As a child, I’d read about epic adventures, tragic poems and love so true that it could burn cities with its power.
Solitary as I was, I thought that kind of love was some sort of obtainable superpower that— should I be deemed worthy of receiving it— would make my life whole. And in that understanding, it was obvious to me that I had to have pain, uncertainty, fear, occasional jealousy… and while those things didn’t define what love actually was (and they still don’t), I thought that was what made love beautiful. So real, so scary. Seizing your insides with full rawness.
Like Marianne Dashwood, I thought to myself: “Pathetic? To die for love? How can you say so? What could be more glorious?”, and I truly believed it. I still do.
Time went by, I grew older and started my very own ventures at loving people. I met pain up close, I felt raging jealousy take over me, I drifted away in that big ashen ocean of uncertainty and I never truly stopped being afraid. My heart hasn’t changed much, despite its (un)fortunate encounters, and I still place great value on experiencing the coarse, the profound.
But, I think, what makes love so magnificent is not the suffering, not the bruises, not the intense heart-wrenching sting inside of us. It’s our own willingness to go through that, our will to continue even when we know all those things are—and will be— involved.
It is a beautiful leap of, not faith, but awareness.
A black pit into which we dive because at the end of it, there is someone we care for.
And, in earnest stubbornness, we jump anyway.
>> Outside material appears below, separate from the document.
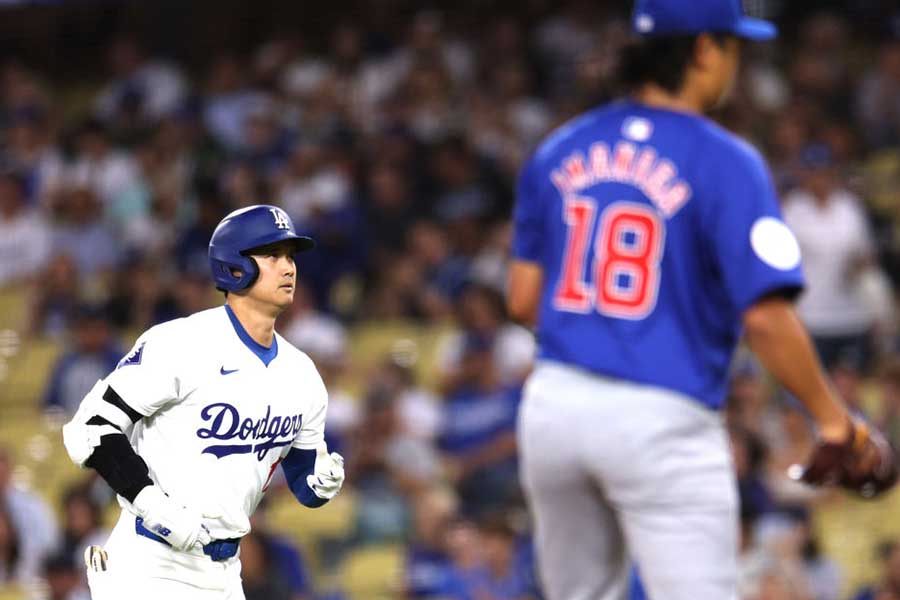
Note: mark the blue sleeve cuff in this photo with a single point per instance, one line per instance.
(297, 466)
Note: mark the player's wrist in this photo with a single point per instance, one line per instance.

She sits by the window, pale as the underside of a silverleaf
and stares through the glass to the memories, in ruins
the unkind promises that never were
has she ever been happy?
every day, she wonders
Day in and day out
consigning it all to oblivion
but remembering everyone
rising from her burial ground
Reminiscing about autumns now past
how she felt when smelling baked bread for the first time
how that kitten made her feel weak in new places
how every detail of life fascinated her
moved her to tears
each time, deeply and inevitably, she’d die
again and again
in a constant suicide
Such a tiny and frail little death
It is an odd thing, she mused
that despair could stun her
that pain should be for the living
for her, full of blood still
Any and all times her hopes were dashed
it was always an astonishment
Unfailingly, her heart was touched
and the woes, the hot rotted pains
those fleeting moments of bare translucency
they remind her she’s been here before
this revolution of blossom and gloom
of feelings and honest tempests
is her life
Through her open wound she is reborn
for as long as she throbs in anguish
she stops at nothing
This is how beautiful you are to me, didistarfish <3 Had you not been born, I would have drowned and withered a long time ago. Your tenderness has enabled me to feel and to love further than I ever thought possible (or healthy). Without knowing it, you have given me the best gift of all: you walk with me as we both learn how to love ourselves, thus allowing us to truly love others and to accept that we can be loved. I love you.